Thirty years ago, the hard rock powerhouse known as Van Halen was just coming into its own, and by April of 1981, the original group was already in deep trouble. At the end of the month, Van Halen would release its fourth album, ‘Fair Warning’ and the last track, sung by frontman David Lee Roth, was called ‘One Foot Out the Door.’
The timing of the band’s self-titled debut, which came out in 1978, gave Van Halen an odd, tenuous connection to punk rock (“Homegrown Punk,” read the headline of an L.A. Times feature). In truth, the band had been together since 1972, when young brothers Alex and Eddie Van Halen, born in the Netherlands, started an L.A. rock group with Roth, the guy who rented them their sound system. After toying with several names (Mammoth, Rat Salade, the already-taken Genesis) and the backing of Kiss’ Gene Simmons, the band settled on naming itself after the brothers.
Following the monster success of the band’s first two albums, Roth would stick around until 1985, when the band replaced him with ex-Montrose belter Sammy Hagar. But Roth and Eddie Van Halen were already at odds by the time of ‘Fair Warning.’
A few weeks before the album’s release, on April 11, 1981, the prodigious guitarist got married to Valerie Bertinelli. Given his bride’s line of work — she was a young actress famous for her long-running role as sensible Barbara Cooper on the Norman Lear sitcom ‘One Day at a Time’ — it might have been easy to assume that Eddie’s newfound domesticity was causing the rift in the legendarily hard-rocking band.
Instead, the unlikely couple lapsed into a reckless rock ‘n’ roll lifestyle together. In a TV interview not long after their wedding, Bertinelli said she and her husband had taken a little of “each other’s personality.” He’d calmed down a little, she claimed, while she was getting a little wilder. To change her image, she was taking more “adult” roles, starting with the lead in the made-for-TV movie ‘I Was a Mail Order Bride.’

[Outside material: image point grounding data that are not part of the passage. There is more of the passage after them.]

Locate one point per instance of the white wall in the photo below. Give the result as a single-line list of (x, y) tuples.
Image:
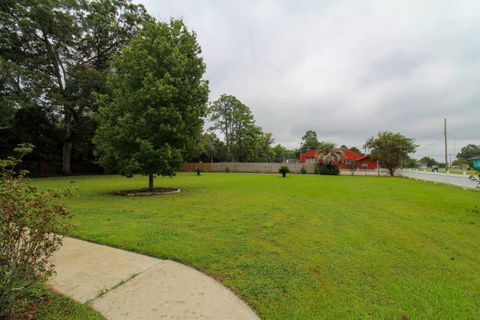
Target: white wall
[(461, 180)]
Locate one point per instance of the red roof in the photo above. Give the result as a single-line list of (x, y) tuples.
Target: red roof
[(352, 155), (362, 161)]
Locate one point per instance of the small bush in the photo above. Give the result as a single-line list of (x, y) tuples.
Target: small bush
[(30, 231), (284, 170), (328, 170), (476, 179)]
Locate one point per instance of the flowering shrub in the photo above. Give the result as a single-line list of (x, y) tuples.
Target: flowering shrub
[(31, 228)]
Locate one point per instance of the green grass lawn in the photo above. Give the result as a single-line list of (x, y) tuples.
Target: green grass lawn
[(304, 247), (41, 304)]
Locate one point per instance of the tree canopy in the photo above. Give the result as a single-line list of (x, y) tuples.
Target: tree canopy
[(244, 140), (154, 115), (310, 142), (390, 149), (55, 53), (427, 161)]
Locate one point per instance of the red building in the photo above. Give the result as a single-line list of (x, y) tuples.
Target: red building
[(361, 161)]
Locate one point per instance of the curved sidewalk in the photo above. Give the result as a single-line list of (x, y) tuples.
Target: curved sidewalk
[(123, 285)]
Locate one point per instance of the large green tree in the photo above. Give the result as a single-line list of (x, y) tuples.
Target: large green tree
[(55, 53), (310, 142), (391, 149), (154, 115)]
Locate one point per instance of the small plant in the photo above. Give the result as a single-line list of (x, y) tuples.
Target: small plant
[(284, 170), (476, 179), (328, 170), (31, 229)]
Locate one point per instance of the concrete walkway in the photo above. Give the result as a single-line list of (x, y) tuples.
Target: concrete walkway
[(122, 285)]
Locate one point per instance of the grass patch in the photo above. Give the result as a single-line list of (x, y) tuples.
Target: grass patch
[(42, 304), (302, 247)]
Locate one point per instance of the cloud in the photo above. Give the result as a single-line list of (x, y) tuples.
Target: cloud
[(346, 69)]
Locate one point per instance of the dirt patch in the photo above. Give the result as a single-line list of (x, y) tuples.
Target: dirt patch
[(147, 192)]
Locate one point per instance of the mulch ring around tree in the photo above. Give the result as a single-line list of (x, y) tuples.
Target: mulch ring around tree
[(147, 192)]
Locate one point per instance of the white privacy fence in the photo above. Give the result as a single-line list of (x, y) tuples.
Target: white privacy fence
[(270, 167), (461, 180)]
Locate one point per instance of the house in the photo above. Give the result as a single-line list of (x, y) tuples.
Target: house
[(476, 162), (361, 161)]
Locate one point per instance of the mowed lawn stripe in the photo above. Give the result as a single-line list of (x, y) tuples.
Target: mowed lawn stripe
[(306, 246)]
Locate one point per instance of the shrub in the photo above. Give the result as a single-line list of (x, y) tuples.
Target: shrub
[(30, 231), (328, 170), (476, 179), (284, 170)]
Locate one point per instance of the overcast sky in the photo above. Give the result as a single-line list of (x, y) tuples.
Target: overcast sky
[(346, 69)]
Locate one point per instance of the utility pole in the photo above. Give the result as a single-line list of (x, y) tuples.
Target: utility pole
[(445, 133), (454, 149)]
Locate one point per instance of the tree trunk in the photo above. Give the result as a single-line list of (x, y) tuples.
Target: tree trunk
[(67, 145), (150, 182), (392, 171)]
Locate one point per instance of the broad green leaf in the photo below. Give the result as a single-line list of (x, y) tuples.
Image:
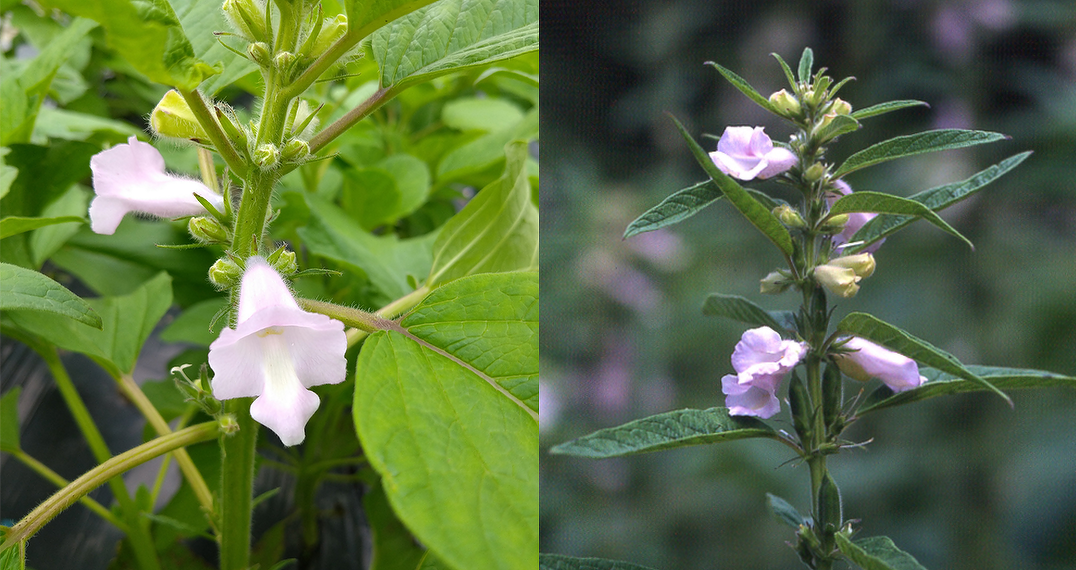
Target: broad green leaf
[(26, 289), (127, 323), (784, 512), (453, 34), (755, 213), (457, 456), (935, 199), (873, 329), (496, 231), (744, 87), (385, 259), (943, 384), (806, 65), (740, 309), (556, 561), (876, 553), (887, 203), (9, 421), (915, 144), (675, 209), (147, 34), (12, 225), (666, 431), (886, 108)]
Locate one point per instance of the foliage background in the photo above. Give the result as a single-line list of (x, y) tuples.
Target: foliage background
[(960, 482)]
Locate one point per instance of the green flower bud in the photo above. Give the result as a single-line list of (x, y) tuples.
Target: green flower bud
[(248, 17), (173, 118)]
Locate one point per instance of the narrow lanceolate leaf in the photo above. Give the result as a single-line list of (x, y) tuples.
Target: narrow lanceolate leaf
[(675, 209), (556, 561), (873, 329), (755, 213), (25, 289), (784, 512), (740, 309), (943, 384), (442, 409), (450, 36), (745, 87), (935, 199), (915, 144), (876, 553), (886, 108), (887, 203), (666, 431)]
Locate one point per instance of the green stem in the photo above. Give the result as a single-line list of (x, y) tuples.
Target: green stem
[(107, 471)]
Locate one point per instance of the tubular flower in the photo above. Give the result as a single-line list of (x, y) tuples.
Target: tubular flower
[(855, 219), (761, 359), (746, 153), (131, 177), (275, 352), (869, 360)]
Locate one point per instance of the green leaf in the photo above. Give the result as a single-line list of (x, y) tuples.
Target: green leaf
[(25, 289), (784, 512), (939, 383), (915, 144), (9, 421), (887, 203), (666, 431), (806, 65), (886, 108), (740, 309), (675, 209), (935, 199), (873, 329), (745, 87), (147, 34), (457, 456), (755, 213), (876, 553), (496, 231), (450, 36), (556, 561), (127, 323)]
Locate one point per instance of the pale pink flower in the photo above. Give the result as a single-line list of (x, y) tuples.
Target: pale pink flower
[(761, 359), (869, 360), (746, 153), (131, 177), (275, 352)]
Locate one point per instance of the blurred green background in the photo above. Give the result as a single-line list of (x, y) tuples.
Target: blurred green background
[(961, 482)]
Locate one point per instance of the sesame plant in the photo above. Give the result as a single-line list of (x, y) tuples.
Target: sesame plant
[(821, 355), (352, 266)]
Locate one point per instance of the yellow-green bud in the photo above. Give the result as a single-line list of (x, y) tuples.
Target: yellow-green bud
[(790, 217), (207, 229), (786, 103), (225, 273), (173, 118)]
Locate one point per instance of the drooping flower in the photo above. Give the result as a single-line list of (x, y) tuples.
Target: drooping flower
[(855, 219), (867, 360), (275, 352), (746, 153), (761, 359), (131, 177)]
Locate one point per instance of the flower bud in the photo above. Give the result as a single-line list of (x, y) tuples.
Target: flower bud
[(786, 103), (840, 281), (208, 230), (225, 273), (173, 118), (248, 17), (790, 217), (863, 265)]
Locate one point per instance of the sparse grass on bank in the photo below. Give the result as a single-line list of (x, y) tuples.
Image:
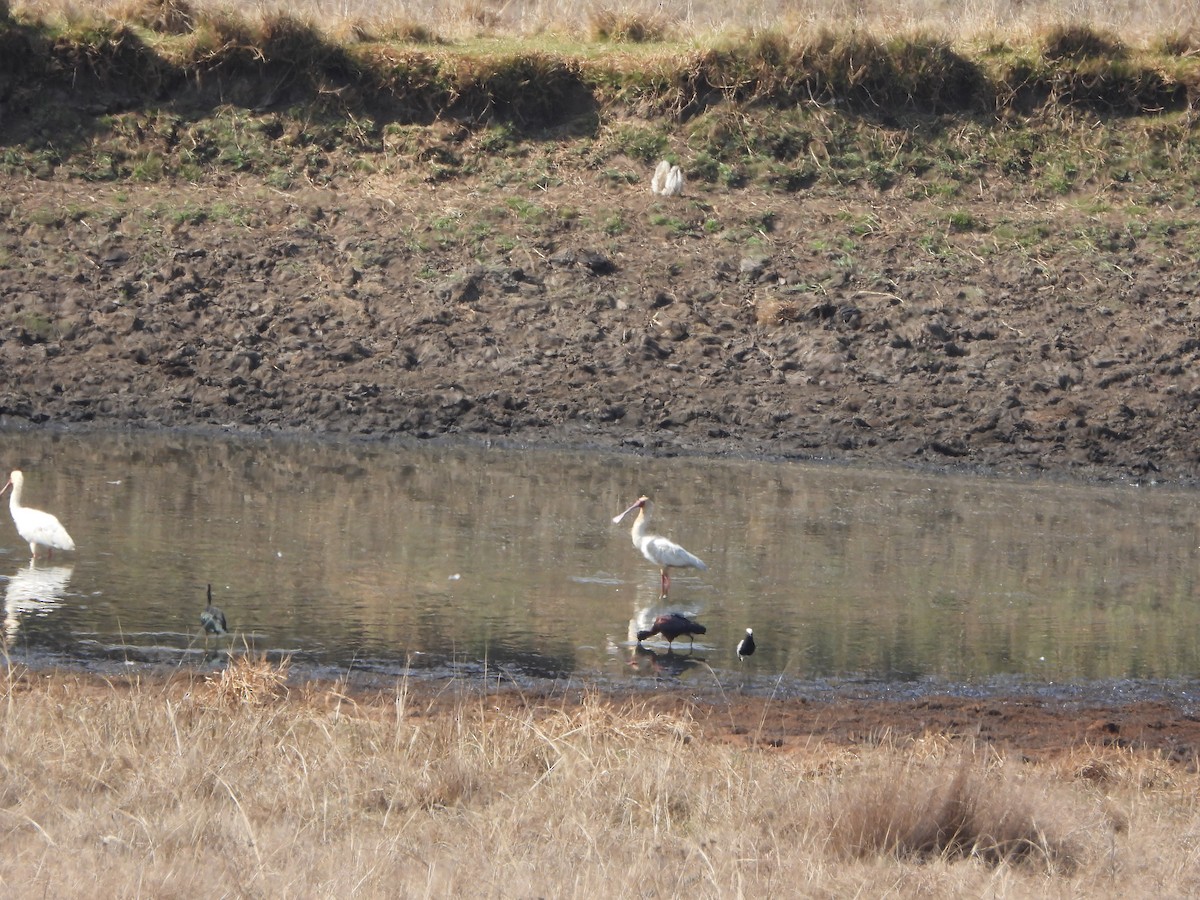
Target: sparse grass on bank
[(238, 785)]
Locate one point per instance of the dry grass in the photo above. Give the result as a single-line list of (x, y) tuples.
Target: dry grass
[(233, 786), (637, 21)]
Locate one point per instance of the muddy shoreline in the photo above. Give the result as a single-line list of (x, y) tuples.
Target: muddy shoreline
[(315, 315)]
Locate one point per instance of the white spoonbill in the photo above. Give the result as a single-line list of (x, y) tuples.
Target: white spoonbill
[(33, 525), (663, 552)]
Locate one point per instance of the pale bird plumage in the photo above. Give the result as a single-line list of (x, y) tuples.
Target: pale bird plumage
[(37, 528), (667, 180), (663, 552)]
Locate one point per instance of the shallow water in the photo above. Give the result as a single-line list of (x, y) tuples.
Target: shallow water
[(393, 559)]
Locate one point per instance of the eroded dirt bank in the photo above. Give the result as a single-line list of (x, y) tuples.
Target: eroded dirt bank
[(1043, 337)]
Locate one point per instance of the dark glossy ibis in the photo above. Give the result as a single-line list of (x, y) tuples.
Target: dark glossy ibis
[(672, 625), (213, 618), (745, 646)]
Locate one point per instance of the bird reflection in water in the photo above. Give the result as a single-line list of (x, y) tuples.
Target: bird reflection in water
[(665, 663), (33, 591)]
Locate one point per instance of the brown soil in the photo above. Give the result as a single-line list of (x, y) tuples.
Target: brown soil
[(843, 331), (861, 327), (1031, 727)]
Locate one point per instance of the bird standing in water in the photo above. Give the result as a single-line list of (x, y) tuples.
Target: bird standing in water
[(745, 646), (663, 552), (672, 625), (34, 526), (213, 618)]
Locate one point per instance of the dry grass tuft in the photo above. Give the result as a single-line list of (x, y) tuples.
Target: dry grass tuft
[(777, 312), (166, 17), (957, 809), (235, 786), (250, 681), (627, 27), (1080, 42)]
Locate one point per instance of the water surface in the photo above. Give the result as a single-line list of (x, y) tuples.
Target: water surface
[(424, 558)]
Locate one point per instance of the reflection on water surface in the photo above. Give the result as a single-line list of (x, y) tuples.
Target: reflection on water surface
[(432, 558)]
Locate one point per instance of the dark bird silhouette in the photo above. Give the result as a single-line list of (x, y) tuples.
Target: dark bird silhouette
[(663, 552), (745, 646), (213, 618), (673, 625)]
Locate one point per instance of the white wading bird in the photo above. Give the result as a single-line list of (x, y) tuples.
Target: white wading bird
[(33, 525), (663, 552)]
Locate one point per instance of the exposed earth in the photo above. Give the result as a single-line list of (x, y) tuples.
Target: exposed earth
[(1025, 336), (852, 325)]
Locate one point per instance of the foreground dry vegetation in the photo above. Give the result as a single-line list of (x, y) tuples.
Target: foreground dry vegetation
[(239, 784)]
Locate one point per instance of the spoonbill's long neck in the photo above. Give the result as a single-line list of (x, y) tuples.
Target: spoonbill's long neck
[(640, 528)]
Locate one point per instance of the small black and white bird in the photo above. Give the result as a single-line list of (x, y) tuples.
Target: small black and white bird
[(213, 618), (745, 646)]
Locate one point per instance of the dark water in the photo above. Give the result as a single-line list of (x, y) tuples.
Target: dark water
[(449, 559)]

By the time Hagar joined the group, as he recounts in ‘Red,’ his best-selling new memoir, the Van Halens were living in squalor in a modest two-bedroom house with a filthy recording studio in the garage. They had to blow ashes off the mixing board just to plug in. They called the studio 5150 (also the name of their first album with Hagar) — police code for dealing with a crazy person.
On her TV show, Bertinelli acted opposite Mackenzie Phillips, the notoriously troubled daughter of Mamas and the Papas founder John Phillips, who played the rebellious Cooper sister, Julie. In reality, Bertinelli’s struggles with drugs and alcohol kept pace with those of her former acting partner.
Eddie Van Halen’s well-documented appetite for self-destruction is one big reason ‘Red’ is selling so well. As it turns out, Bertinelli matched him blow for blow. Cocaine abuse made her dread mornings. “It took me years after stopping the cocaine before I was able to enjoy a sunrise and enjoy the sound of birds,” she told Oprah Winfrey a few years ago.
By then, she and her beloved Edward were divorced, their marriage a casualty of mutual indulgence. They have since both remarried, with each attending the other’s second wedding. Meanwhile, their son, Wolfgang, who turned 20 in March, has been Van Halen’s bassist since 2006. He’s the pride and joy of the twosome CNN once called “the ultimate good girl-bad boy coupling.”